PARIS: French satirical weekly Charlie Hebdo said Monday it was pressing charges after receiving fresh death threats over a cartoon of the Islamic scholar Tariq Ramadan.
The Swiss academic, an Oxford professor and conservative Islamic intellectual in France, has been accused of rape by two women after the Harvey Weinstein scandal unleashed a wave of sexual abuse accusations worldwide.
Ramadan, 55, has furiously denied the accusations as a “campaign of lies launched by my adversaries”.
“Rape,” reads the caption on Charlie Hebdo’s cover. “The defence of Tariq Ramadan.”

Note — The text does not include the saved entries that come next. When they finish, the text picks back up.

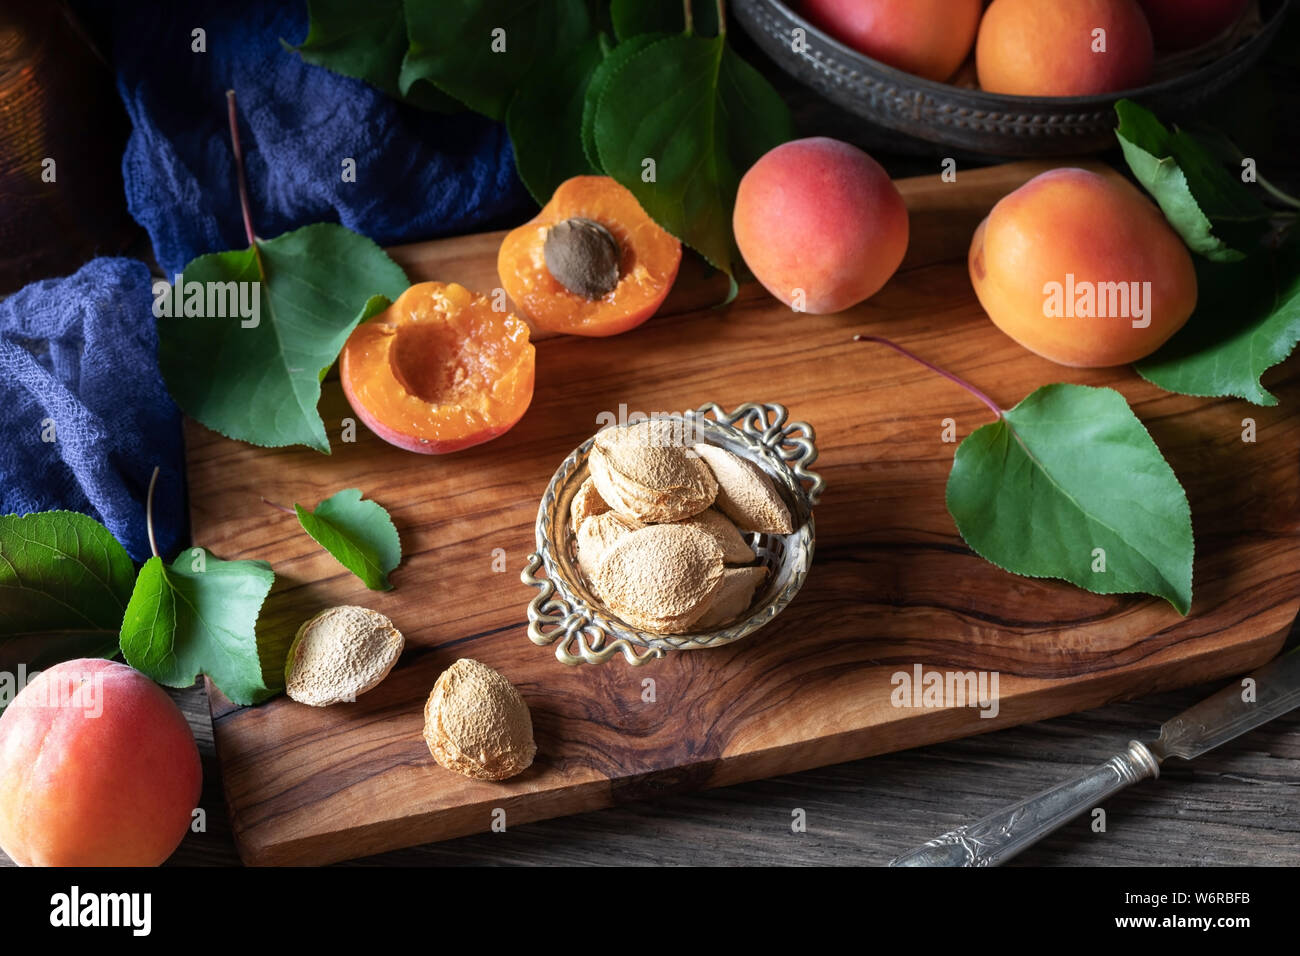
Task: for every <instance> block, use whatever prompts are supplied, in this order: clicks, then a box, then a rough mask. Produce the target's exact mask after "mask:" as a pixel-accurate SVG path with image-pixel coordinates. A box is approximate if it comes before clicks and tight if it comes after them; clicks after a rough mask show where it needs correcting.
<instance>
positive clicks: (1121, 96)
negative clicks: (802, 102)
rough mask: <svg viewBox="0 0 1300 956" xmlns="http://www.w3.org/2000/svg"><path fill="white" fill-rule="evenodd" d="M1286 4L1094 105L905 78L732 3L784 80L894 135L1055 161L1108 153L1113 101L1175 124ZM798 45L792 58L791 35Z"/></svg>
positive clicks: (1087, 99) (1073, 100)
mask: <svg viewBox="0 0 1300 956" xmlns="http://www.w3.org/2000/svg"><path fill="white" fill-rule="evenodd" d="M1291 1H1292V0H1261V3H1260V5H1258V10H1260V13H1258V17H1260V20H1258V21H1256V22H1255V25H1253V29H1251V30H1245V31H1244V33H1243V35H1242V36H1240V38H1239V39H1236V40H1234V39H1229V40H1227V42H1226V47H1227V48H1225V51H1223V55H1222V56H1219V57H1217V59H1213V60H1212V61H1210V62H1204V64H1200V65H1199V66H1195V68H1192V69H1190V70H1187V72H1183V73H1179V74H1178V75H1171V77H1169V78H1166V79H1162V81H1160V82H1154V83H1151V85H1148V86H1144V87H1140V88H1138V90H1127V91H1123V92H1115V94H1104V95H1100V96H1047V98H1037V96H1005V95H1001V94H991V92H984V91H983V90H971V88H965V87H958V86H952V85H948V83H937V82H935V81H931V79H924V78H922V77H917V75H913V74H910V73H904V72H902V70H897V69H894V68H892V66H887V65H885V64H883V62H880V61H879V60H872V59H871V57H867V56H863V55H862V53H858V52H857V51H854V49H850V48H849V47H846V46H844V44H842V43H840V42H839V40H836V39H833V38H832V36H829V35H828V34H826V33H823V31H820V30H819V29H818V27H815V26H813V25H811V23H810V22H809V21H806V20H803V17H801V16H800V14H798V13H796V12H794V10H793V9H790V5H789V4H787V3H780V0H735V3H733V4H732V9H733V10H735V12H736V20H737V21H738V22H740V25H741V26H742V27H744V29H745V31H746V33H748V34H749V35H750V36H751V38H753V39H754V42H755V43H757V44H758V46H759V48H762V49H763V52H764V53H767V55H768V56H770V57H772V60H775V61H776V64H777V65H780V66H781V69H784V70H785V72H787V73H789V74H790V75H793V77H794V78H796V79H798V81H800V82H802V83H805V85H806V86H810V87H813V88H814V90H816V91H818V92H820V94H822V95H823V96H826V98H827V99H829V100H831V101H833V103H836V104H837V105H840V107H844V108H845V109H848V111H849V112H852V113H855V114H858V116H861V117H863V118H866V120H870V121H871V122H874V124H876V125H879V126H884V127H885V129H888V130H892V131H893V133H896V134H898V133H901V134H905V135H907V137H913V138H917V139H922V140H926V142H930V143H939V144H941V146H949V147H953V148H956V150H963V151H970V152H976V153H989V155H996V156H1061V155H1069V153H1083V152H1100V151H1102V150H1108V148H1113V147H1114V146H1115V137H1114V127H1115V111H1114V104H1115V100H1118V99H1121V98H1125V96H1127V98H1130V99H1135V100H1138V101H1140V103H1141V104H1143V105H1145V107H1148V108H1149V109H1152V111H1154V112H1156V114H1157V116H1160V117H1161V118H1165V120H1180V118H1184V117H1188V116H1192V114H1195V113H1196V111H1197V109H1199V108H1200V107H1201V105H1203V104H1204V103H1205V101H1206V100H1208V99H1210V98H1212V96H1214V95H1216V94H1219V92H1222V91H1223V88H1225V87H1227V86H1229V85H1231V83H1232V82H1234V81H1236V79H1238V78H1239V77H1240V75H1242V74H1243V73H1245V70H1247V69H1249V68H1251V66H1252V65H1253V64H1255V62H1256V61H1257V60H1258V59H1260V57H1261V56H1262V55H1264V51H1265V49H1266V48H1268V46H1269V43H1271V40H1273V38H1274V36H1275V35H1277V33H1278V30H1279V29H1281V26H1282V21H1283V20H1284V18H1286V13H1287V8H1288V7H1290V5H1291ZM796 30H802V31H803V33H802V34H800V36H802V38H803V43H802V46H801V49H800V51H796V49H794V46H796V44H794V36H796V34H794V31H796Z"/></svg>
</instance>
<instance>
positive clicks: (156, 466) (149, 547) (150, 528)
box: [144, 464, 159, 558]
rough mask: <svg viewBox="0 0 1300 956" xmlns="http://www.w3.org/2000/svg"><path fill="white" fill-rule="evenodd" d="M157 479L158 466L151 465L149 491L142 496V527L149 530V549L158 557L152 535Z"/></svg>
mask: <svg viewBox="0 0 1300 956" xmlns="http://www.w3.org/2000/svg"><path fill="white" fill-rule="evenodd" d="M157 480H159V466H156V464H155V466H153V473H152V475H151V476H149V492H148V494H147V496H146V498H144V527H146V529H147V531H148V532H149V550H151V551H152V553H153V557H155V558H157V557H159V542H157V540H156V538H155V537H153V485H156V484H157Z"/></svg>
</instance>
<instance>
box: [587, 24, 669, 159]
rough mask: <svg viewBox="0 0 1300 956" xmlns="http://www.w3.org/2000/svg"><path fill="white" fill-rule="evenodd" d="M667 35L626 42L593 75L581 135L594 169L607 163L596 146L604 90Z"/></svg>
mask: <svg viewBox="0 0 1300 956" xmlns="http://www.w3.org/2000/svg"><path fill="white" fill-rule="evenodd" d="M664 36H667V34H649V35H642V36H632V38H629V39H625V40H623V42H621V43H619V44H617V46H616V47H615V48H614V49H611V51H608V52H606V55H604V59H603V60H601V62H599V64H597V66H595V69H594V70H593V72H591V77H590V79H589V81H588V85H586V90H585V91H584V96H582V130H581V135H582V152H584V155H585V156H586V161H588V163H589V164H590V165H591V168H593V169H598V170H604V164H602V163H601V152H599V150H597V147H595V111H597V107H599V104H601V96H603V95H604V87H606V86H607V85H608V82H610V78H611V77H614V74H616V73H617V72H619V70H620V69H623V65H624V64H627V62H628V60H630V59H632V57H633V56H634V55H636V53H640V52H641V51H642V49H645V48H646V47H649V46H650V44H651V43H654V42H655V40H662V39H663V38H664Z"/></svg>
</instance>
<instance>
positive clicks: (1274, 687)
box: [1148, 648, 1300, 761]
mask: <svg viewBox="0 0 1300 956" xmlns="http://www.w3.org/2000/svg"><path fill="white" fill-rule="evenodd" d="M1247 680H1251V682H1252V684H1253V685H1252V687H1247V685H1245V682H1247ZM1297 706H1300V648H1296V649H1295V650H1288V652H1287V653H1286V654H1282V656H1281V657H1275V658H1273V662H1271V663H1268V665H1265V666H1264V667H1261V669H1260V670H1258V671H1256V672H1255V674H1253V675H1251V678H1243V679H1242V680H1240V682H1238V683H1235V684H1229V685H1227V687H1225V688H1223V689H1222V691H1219V692H1218V693H1213V695H1210V696H1209V697H1206V698H1205V700H1203V701H1201V702H1200V704H1196V705H1193V706H1191V708H1188V709H1187V710H1184V711H1183V713H1180V714H1179V715H1178V717H1175V718H1173V719H1170V721H1165V723H1164V724H1161V727H1160V736H1158V737H1156V740H1154V741H1153V743H1152V744H1148V747H1149V749H1151V752H1152V754H1154V757H1156V760H1158V761H1164V760H1165V758H1166V757H1182V758H1183V760H1193V758H1195V757H1200V756H1201V754H1203V753H1208V752H1209V750H1213V749H1214V748H1216V747H1219V745H1221V744H1226V743H1227V741H1229V740H1232V739H1234V737H1239V736H1242V735H1243V734H1245V732H1247V731H1248V730H1255V728H1256V727H1258V726H1260V724H1262V723H1268V722H1269V721H1271V719H1273V718H1275V717H1282V714H1284V713H1287V711H1288V710H1294V709H1295V708H1297Z"/></svg>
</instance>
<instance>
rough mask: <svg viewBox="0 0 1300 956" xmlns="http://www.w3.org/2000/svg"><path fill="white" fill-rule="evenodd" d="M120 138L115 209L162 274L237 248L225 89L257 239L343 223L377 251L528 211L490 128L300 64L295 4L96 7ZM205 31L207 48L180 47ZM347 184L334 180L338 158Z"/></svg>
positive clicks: (517, 185) (498, 134)
mask: <svg viewBox="0 0 1300 956" xmlns="http://www.w3.org/2000/svg"><path fill="white" fill-rule="evenodd" d="M100 13H101V14H107V16H108V18H109V20H108V21H107V23H105V29H108V30H109V31H110V34H112V43H110V48H112V61H113V66H114V69H116V70H117V87H118V92H120V94H121V96H122V100H123V103H125V104H126V112H127V113H129V114H130V117H131V124H133V126H134V131H133V133H131V137H130V140H129V143H127V146H126V153H125V156H123V157H122V178H123V179H125V182H126V199H127V207H129V208H130V211H131V215H133V216H134V217H135V219H136V221H138V222H139V224H140V225H142V226H144V229H146V230H147V232H148V234H149V238H151V239H152V241H153V251H155V255H156V256H157V260H159V263H160V264H161V265H162V268H164V269H166V273H168V274H169V276H170V274H173V273H175V272H179V271H181V269H182V268H183V267H185V264H186V263H187V261H190V259H192V258H194V256H196V255H200V254H203V252H217V251H222V250H227V248H244V247H247V245H248V242H247V239H246V238H244V230H243V220H242V217H240V212H239V194H238V187H237V182H235V166H234V160H233V157H231V152H230V133H229V127H227V120H226V99H225V92H226V90H229V88H234V91H235V94H237V96H238V105H239V118H240V144H242V146H243V150H244V165H246V169H247V176H248V189H250V193H251V200H252V221H253V228H255V229H256V233H257V235H259V237H263V238H273V237H276V235H279V234H281V233H283V232H287V230H290V229H295V228H298V226H303V225H307V224H311V222H342V224H343V225H344V226H347V228H348V229H352V230H355V232H357V233H361V234H363V235H368V237H369V238H372V239H374V241H376V242H378V243H380V245H391V243H399V242H409V241H415V239H425V238H432V237H435V235H446V234H454V233H465V232H473V230H478V229H485V228H490V226H498V225H504V224H507V222H510V221H512V220H517V219H519V217H520V215H521V213H523V212H525V211H528V209H529V208H536V207H533V206H532V200H530V199H529V198H528V194H526V193H525V190H524V187H523V186H521V185H520V182H519V177H517V176H516V174H515V164H513V153H512V151H511V146H510V139H508V137H507V135H506V130H504V127H503V126H502V125H500V124H497V122H491V121H489V120H486V118H484V117H481V116H477V114H473V113H458V114H452V116H442V114H435V113H426V112H422V111H419V109H415V108H413V107H407V105H404V104H400V103H396V101H395V100H393V99H390V98H387V96H385V95H383V94H381V92H378V91H377V90H374V88H372V87H370V86H368V85H365V83H363V82H360V81H357V79H351V78H348V77H342V75H338V74H335V73H331V72H329V70H326V69H324V68H320V66H313V65H311V64H307V62H304V61H303V60H302V57H299V56H298V55H296V53H294V52H291V51H287V49H285V48H283V47H282V46H281V39H285V40H287V42H289V43H295V44H296V43H300V42H302V40H303V38H305V35H307V7H305V4H304V3H283V1H282V0H279V1H277V0H234V1H233V0H221V1H220V3H216V1H212V0H205V1H203V3H185V4H160V3H157V1H156V0H120V1H118V3H112V4H104V5H103V8H101V9H100ZM196 27H203V29H204V30H205V34H207V35H205V40H207V52H205V53H196V52H192V51H191V44H192V38H191V34H192V31H194V30H195V29H196ZM344 159H354V160H356V182H343V176H342V173H343V160H344Z"/></svg>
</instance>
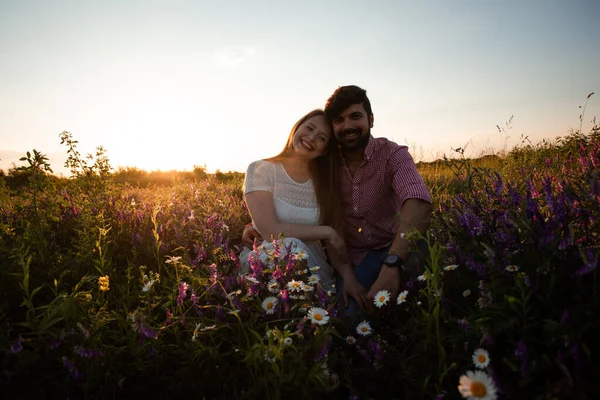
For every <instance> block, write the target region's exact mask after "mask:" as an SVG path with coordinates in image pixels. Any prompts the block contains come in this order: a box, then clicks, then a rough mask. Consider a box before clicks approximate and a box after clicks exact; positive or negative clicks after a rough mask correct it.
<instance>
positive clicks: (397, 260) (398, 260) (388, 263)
mask: <svg viewBox="0 0 600 400" xmlns="http://www.w3.org/2000/svg"><path fill="white" fill-rule="evenodd" d="M399 259H400V257H398V256H397V255H395V254H388V255H387V256H385V260H384V261H383V262H384V263H386V264H387V265H390V266H396V265H398V264H399V263H398V261H399Z"/></svg>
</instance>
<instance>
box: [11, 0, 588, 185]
mask: <svg viewBox="0 0 600 400" xmlns="http://www.w3.org/2000/svg"><path fill="white" fill-rule="evenodd" d="M599 14H600V1H597V0H573V1H554V0H544V1H539V0H529V1H521V0H519V1H512V0H503V1H501V0H489V1H480V0H477V1H458V0H457V1H450V0H441V1H427V0H425V1H401V0H398V1H389V0H365V1H359V0H343V1H338V0H328V1H323V0H319V1H313V0H301V1H295V0H294V1H292V0H290V1H282V0H279V1H263V0H254V1H246V0H219V1H215V0H211V1H204V0H195V1H191V0H190V1H181V0H173V1H152V0H139V1H138V0H120V1H113V0H105V1H81V0H73V1H66V0H53V1H44V0H0V159H1V161H0V168H2V169H4V170H7V169H8V168H10V167H11V165H13V163H16V165H21V164H22V163H20V162H19V161H18V159H19V158H20V157H21V156H23V155H24V154H25V152H26V151H28V150H32V149H36V150H38V151H41V152H42V153H44V154H46V155H47V156H48V157H49V158H50V163H51V165H52V167H53V169H54V171H55V173H58V174H60V173H63V174H65V175H68V172H67V171H66V169H64V168H63V166H62V165H63V163H64V160H65V158H66V147H65V146H64V145H61V144H60V139H59V135H60V133H61V132H63V131H69V132H71V134H72V135H73V137H74V139H76V140H78V141H79V144H78V146H79V150H80V152H81V153H82V154H87V153H95V149H96V147H98V146H103V147H104V148H105V149H106V150H107V155H108V158H109V159H110V162H111V165H112V166H113V167H115V168H117V167H125V166H132V167H133V166H135V167H138V168H141V169H146V170H156V169H162V170H171V169H177V170H191V169H193V168H194V166H195V165H197V166H204V167H206V169H207V170H208V171H209V172H214V171H216V170H221V171H223V172H226V171H240V172H244V171H245V170H246V167H247V165H248V164H249V163H250V162H252V161H254V160H257V159H262V158H266V157H270V156H273V155H275V154H278V153H279V152H280V151H281V149H282V148H283V146H284V144H285V142H286V139H287V136H288V135H289V132H290V129H291V128H292V126H293V125H294V123H295V122H296V121H297V120H298V119H299V118H300V117H301V116H302V115H304V114H305V113H307V112H308V111H310V110H312V109H314V108H322V107H323V106H324V104H325V101H326V100H327V98H328V97H329V96H330V95H331V94H332V93H333V91H334V90H335V89H336V88H337V87H338V86H342V85H358V86H360V87H362V88H364V89H366V90H367V93H368V96H369V99H370V101H371V104H372V107H373V113H374V118H375V124H374V127H373V129H372V134H373V136H375V137H387V138H389V139H391V140H394V141H396V142H398V143H404V144H407V145H409V148H410V151H411V153H412V154H413V157H414V158H415V161H431V160H434V159H437V158H441V157H442V156H443V155H444V154H445V155H448V156H452V155H455V154H456V153H455V152H454V151H453V149H455V148H458V147H462V148H465V146H466V149H467V150H466V152H465V154H466V155H468V156H477V155H481V154H484V153H488V154H489V153H490V152H491V151H492V150H493V151H495V152H498V151H502V150H509V149H510V148H511V147H512V146H514V145H518V144H520V143H522V141H523V138H524V137H528V140H530V141H531V142H532V143H536V142H538V141H540V140H542V139H549V140H553V139H554V138H556V137H558V136H565V135H567V134H568V132H569V130H570V129H579V125H580V119H579V118H580V117H579V116H580V113H581V109H580V108H579V106H583V105H584V103H585V101H586V96H587V95H588V94H589V93H591V92H598V91H599V90H600V73H599V72H598V71H600V69H599V67H598V66H599V65H600V52H599V51H598V43H600V24H598V23H597V17H598V15H599ZM599 97H600V93H597V94H596V95H595V96H591V97H590V98H589V100H588V104H587V108H586V113H585V115H584V118H583V122H582V130H583V131H584V132H586V131H589V129H590V128H591V127H592V122H591V120H592V118H593V117H594V116H595V115H598V114H600V98H599ZM511 116H513V118H512V121H511V123H510V124H508V125H507V122H508V121H509V120H510V118H511ZM498 126H499V127H500V128H503V129H502V130H501V131H499V129H498Z"/></svg>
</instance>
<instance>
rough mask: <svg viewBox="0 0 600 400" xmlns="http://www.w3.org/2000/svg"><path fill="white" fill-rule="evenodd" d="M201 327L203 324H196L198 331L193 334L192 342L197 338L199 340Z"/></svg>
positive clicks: (194, 341)
mask: <svg viewBox="0 0 600 400" xmlns="http://www.w3.org/2000/svg"><path fill="white" fill-rule="evenodd" d="M201 326H202V323H201V322H199V323H197V324H196V329H194V333H192V342H195V341H196V338H198V334H199V333H200V327H201Z"/></svg>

Laurent “Riss” Sourisseau, the magazine’s editor, said the threats and hate mail had “never really stopped” after the January 2015 attack in which 12 people were gunned down at its offices.
“Sometimes there are peaks when we receive explicit death threats on social media — this has been the case once again,” he told Europe 1 radio.
“It’s always difficult to know if these are serious threats or not, but as a principle, we take them seriously and press charges.”
The attack was the first in a wave of jihadist attacks in France over the past two years that have left more than 240 people dead.
Charlie Hebdo has continued to court controversy since the attack, notably with cartoons after the Barcelona attack and others that made light of an Italian earthquake that killed nearly 300 people.